La produzione di energia elettrica arriva a 19,8 milioni di Kwh. In totale, le fonti di energia vengono valutate circa al 101,1% rispetto al 1938. La potenza degli impianti idroelettrici aumenta di anno in anno: 4,7 milioni di Kw nel 1938, 5,6 milioni di Kw nel 1942 e 6,3 milioni di Kw nel 1949. Anche per quanto riguarda i trasporti le cose migliorano. Durante la guerra, la rete ferroviaria era stata ridotta a 15.506 km (rilevamento del 1946) dai 16.981 km originali del 1938. A luglio del 1949 raggiunge la lunghezza di 16.350 km. Se le merci incominciano a sentire la convenienza del trasporto su gomma, i passeggeri preferiscono il treno. Il traffico passeggeri è addirittura raddoppiato dal periodo anteguerra. Nel 1949, il traffico passeggeri supera del 5% quello dell’anno precedente. Anche il traffico mercantile navale riprende il ritmo. Nel 1949, nell’insieme dei porti italiani viene sbarcata merce per 31 milioni di tonnellate, circa il 10% in più rispetto all’anno precedente.
Riassumendo, durante il biennio 1948-49, primo anno di attuazione dell’E.R.P., arrivano in Italia circa 17 milioni di quintali di cereali, 6 milioni di tonnellate di carbone, quasi 2 milioni di tonnellate di prodotti petroliferi, notevoli quantità di cotone greggio e di prodotti siderurgici. Il totale delle merci in arrivo nel 1948-49 rappresenta il 28% delle importazioni totali.
Ma tutti questi fattori materiali, simboli di una volenterosa ripresa economica e di una rinata fiducia nello Stato non eliminano il problema della povertà e della mancanza di lavoro. Ha osservato Federico Romero: “Pesava infatti sul paese lo storico divario tra intenso sviluppo demografico e relativa scarsità di capitali, a cui si era anche aggiunto l’accumulo di manodopera sottoutilizzata in seguito alla mancata emigrazione degli anni 30 e alle scelte autarchiche e ruraliste del fascismo. Nelle élite economiche e politiche era opinione comune (anche a sinistra) che non fosse immaginabile un riassorbimento di lungo periodo della disoccupazione senza una consistente emigrazione. La programmazione economica dei primi governi della Repubblica contemplavano perciò l’emigrazione come “necessità vitale” del paese, e Alcide De Gasperi sollecitava gli italiani a «riprendere le vie del mondo»”. <14
Ci sarà anche utile segnalare quale sia la situazione mineraria italiana, dopo la guerra, in modo da poterla confrontare con la situazione Belga dello stesso periodo. In Italia, nel 1949, sono occupati nelle miniere nazionali, cave (e officine annesse) 100.000 lavoratori; 70.000 operai lavorano nelle miniere e nelle officine e 30.000 sono impiegati nelle cave. <15
La popolazione attiva, per il 1949, è stimata a 14.000.000 unità e la proporzione dei 100.000 operai del settore minerario rappresenta soltanto lo 0,7% del totale. Per il 1949, esclusi gli operai delle officine, la situazione lavorativa in miniere nazionali (Fig. 2) vede un numero importante di unità occupate in Sardegna.

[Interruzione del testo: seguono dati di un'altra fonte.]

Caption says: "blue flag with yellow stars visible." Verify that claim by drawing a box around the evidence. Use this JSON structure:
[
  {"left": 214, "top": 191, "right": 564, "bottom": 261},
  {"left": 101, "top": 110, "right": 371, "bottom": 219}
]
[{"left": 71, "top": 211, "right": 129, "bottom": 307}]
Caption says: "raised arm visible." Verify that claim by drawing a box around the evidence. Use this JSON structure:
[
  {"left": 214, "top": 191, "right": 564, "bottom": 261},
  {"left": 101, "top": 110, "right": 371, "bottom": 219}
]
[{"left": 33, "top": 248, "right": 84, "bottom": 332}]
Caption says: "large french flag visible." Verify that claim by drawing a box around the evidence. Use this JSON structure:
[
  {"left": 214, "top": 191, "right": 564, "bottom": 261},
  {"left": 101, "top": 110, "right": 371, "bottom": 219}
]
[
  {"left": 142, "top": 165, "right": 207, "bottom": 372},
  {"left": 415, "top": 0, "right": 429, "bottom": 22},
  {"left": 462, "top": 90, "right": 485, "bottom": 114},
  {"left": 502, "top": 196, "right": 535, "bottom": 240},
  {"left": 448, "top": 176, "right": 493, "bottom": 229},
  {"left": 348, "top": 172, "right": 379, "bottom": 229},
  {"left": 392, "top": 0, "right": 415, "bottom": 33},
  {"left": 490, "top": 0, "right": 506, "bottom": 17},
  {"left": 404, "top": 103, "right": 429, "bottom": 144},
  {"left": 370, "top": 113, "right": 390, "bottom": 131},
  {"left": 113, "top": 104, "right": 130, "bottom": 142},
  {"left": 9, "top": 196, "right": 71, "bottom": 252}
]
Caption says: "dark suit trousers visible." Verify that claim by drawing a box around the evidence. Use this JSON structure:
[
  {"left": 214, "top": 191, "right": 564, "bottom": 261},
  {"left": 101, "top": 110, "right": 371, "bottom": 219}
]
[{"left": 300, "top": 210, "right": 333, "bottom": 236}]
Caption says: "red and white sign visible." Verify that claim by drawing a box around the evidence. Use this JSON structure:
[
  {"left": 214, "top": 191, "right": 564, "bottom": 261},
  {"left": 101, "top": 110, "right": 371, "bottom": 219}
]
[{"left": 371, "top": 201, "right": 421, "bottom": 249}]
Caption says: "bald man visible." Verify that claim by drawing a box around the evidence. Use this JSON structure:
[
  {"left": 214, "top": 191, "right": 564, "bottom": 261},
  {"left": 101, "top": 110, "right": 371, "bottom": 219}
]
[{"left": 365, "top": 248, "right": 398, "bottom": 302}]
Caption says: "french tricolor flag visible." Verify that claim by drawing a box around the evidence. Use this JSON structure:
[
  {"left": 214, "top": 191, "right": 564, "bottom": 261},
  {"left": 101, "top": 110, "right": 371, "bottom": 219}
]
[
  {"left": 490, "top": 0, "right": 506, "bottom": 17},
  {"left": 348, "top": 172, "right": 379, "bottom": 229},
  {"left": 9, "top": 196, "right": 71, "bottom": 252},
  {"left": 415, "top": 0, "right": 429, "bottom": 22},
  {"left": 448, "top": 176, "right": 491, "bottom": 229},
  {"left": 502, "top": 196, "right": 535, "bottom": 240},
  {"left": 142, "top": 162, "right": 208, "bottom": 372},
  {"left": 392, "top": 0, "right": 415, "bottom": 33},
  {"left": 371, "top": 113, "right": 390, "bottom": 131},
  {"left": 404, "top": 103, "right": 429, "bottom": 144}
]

La maggioranza delle ditte sono piccole o medie imprese (Fig. 3), spesso a conduzione famigliare, con pochissimi operai e con una relativa economia di sussistenza. <16 Si estrae principalmente ferro (Val d’Aosta, Isola d’Elba, valli Lombarde, Sardegna), piombo e zinco (Sardegna, Bergamasco, Tarvisio, Vipiteno), bauxite (Gargano), mercurio (Toscana), antimonio (Sardegna e Toscana), zolfo (Sicilia, Marche, Romagna, Calabria e Irpinia), pirite di ferro (Grossetano, Sardegna) e carbone (Sardegna).
L’analisi della situazione industriale siderurgica chiarifica ulteriormente la grande necessità di materie prime, senza le quali tutto il compartimento industriale si ferma e la produzione non può avere luogo. In Italia esistono, all’epoca, due modalità di produzione dell’acciaio. La produzione “a ciclo integrale” che utilizza minerali di ferro o di carbon-coke (ottenuto dalla distillazione del carbone fossile) caricati contemporaneamente nell’alto forno. Ne deriva della ghisa che inserita, ancora liquida nei forni speciali insieme ad una certa quantità di rottami, produce acciaio. La produzione “a carica fredda” invece usa una minore quantità di ghisa fredda, in pani solidi, e maggiori quantità di rottami. In entrambi i casi l’acciaio finale è pressoché identico. La convenienza dipende unicamente dal prezzo dei minerali e dei rottami e della loro disponibilità sul mercato.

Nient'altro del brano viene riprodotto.